Hopefully you are starting to get a sense of the idea. This post is already too long for anyone to read and I haven’t even started with the real work of laying the theory out, but hopefully this will stimulate some discussion. A quick bullet point list of issues worth acknowledging:
– This does not require ‘equal distribution of wealth’ or anything like that. As you can see from the example, this will result in variations in streams, and genuine competition for attention from different people, and so you get the productive and dynamic activity of a capitalist market, just without the capital.
– The fundamental idea here is that in an information-saturated world, attention has intrinsic value, and that it is constantly being produced, and that attaching economic significance to the distribution of attention is a far more accurate measure of actual social value than money. A good example of this are homemakers, who spends their time giving and receiving attention that is incredibly valuable and serves a vital social role, but is completely undervalued in a capitalist market. Tying value directly to attention is meant to correct for this injustice. Another good example is the homeless guy who makes a youtube video with 20 million views. In the existing system, we have to trust the established capital reserves to direct their accumulated wealth towards this person who clearly has some social value. In other words, we have to trust that existing power will grace us with some of that power. We know this does not work. This system is, again, meant to correct this injustice.
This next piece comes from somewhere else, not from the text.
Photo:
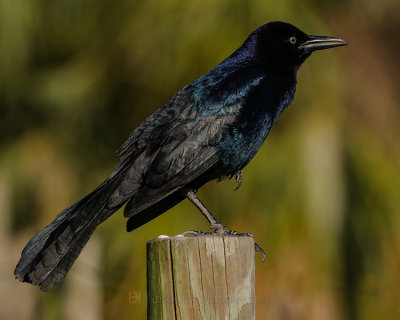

– This does not require any techno-mystic dreams of a post-scarcity society. In fact, it rests on exactly the opposite assumption: that attention is preciously scarce, and that attracting and maintaining attention is itself intrinsically valuable. But there is one analog to post-scarcity, which is that the individual is constantly producing attention, as long as they are conscious. So from the perspective of the individual, they are always generating value.

– I don’t expect anyone to actually affix a device to their foreheads, or to shoot out marbles. That is just by means of explaining how the system would work. I won’t go into details of how to actually implement such a system except to say that the internet and digital technologies have made it possible to actually track the flow of attention, and that it is actually the management of attention that accounts for every single success in the digital world.

– I also don’t expect a transition to such a system to be easy. I think the right way to initiate a transition like this, though, is to go to some capital deprived area (say, some small village in Africa), and provide everyone there with the means for tracking attention exchanges, and see what comes of it. I think if you give people the means of tracking and attracting attention, they will start to reorganize their social lives around this new ability.

Bah, this is all insanity. I’m hitting submit anyway.